GAUHATI, India – Wildlife experts in northeastern India are experimenting with a new weapon to prevent marauding elephants from destroying homes and crops and trampling people in villages close to their habitat — super-hot chilies.
Conservationists working on the experimental project in Assam state said they have put up jute fences smeared with automobile grease and bhut jolokia — also known as the ghost chili and certified as the world's hottest chili by the Guinness Book of World Records.
They also were using smoke bombs made from the chili to keep elephants out.

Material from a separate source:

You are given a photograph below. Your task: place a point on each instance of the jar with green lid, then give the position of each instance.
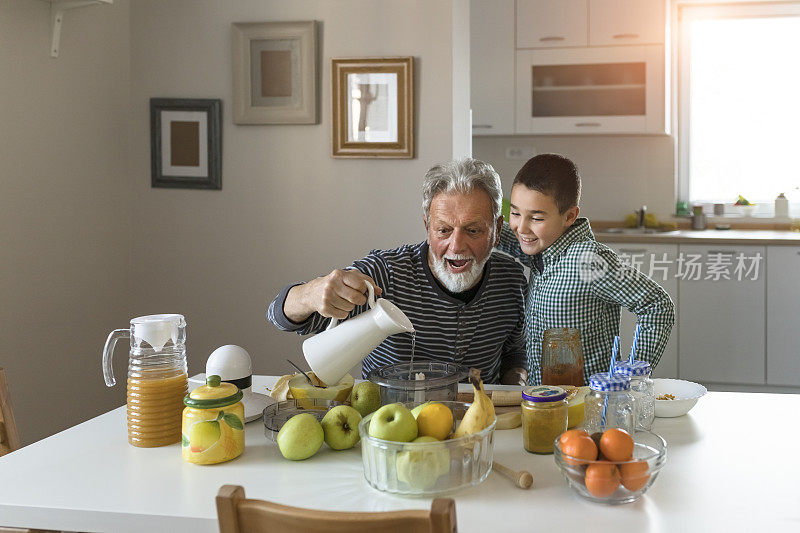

"We fill straw nests with pungent dry chili and attach them to sticks before burning it. The fireball emits a strong pungent smell that succeeds in driving away elephants," Nandita Hazarika of the Assam Haathi (Elephant) Project told The Associated Press on Monday.
Hazarika said the chilies would not be eaten and that the smell would be enough to repel the elephants. He emphasized the measures would not harm the animals.
Northeast India accounts for the world's largest concentration of wild Asiatic elephants; 5,000 are estimated living in Assam alone.
Conservationists say wild elephants increasingly attack human settlements encroaching on their natural habitat.
Satellite imagery by India's National Remote Sensing Agency shows that up to 691,880 acres of Assam's forests were cleared from 1996 to 2000.
More than 600 people have been killed by wild elephants in Assam in the past 16 years and villagers have reacted with an anger that has shocked conservationists.
In 2001, in Sonitpur district, 112 miles north of the state capital of Gauhati, villagers poisoned 19 wild elephants to death after they feasted on crops and trampled houses.
"We have been forced to look for ingenious means to keep wild elephants from straying out of their habitats," M.C. Malakar, the state's chief wildlife warden, told the AP.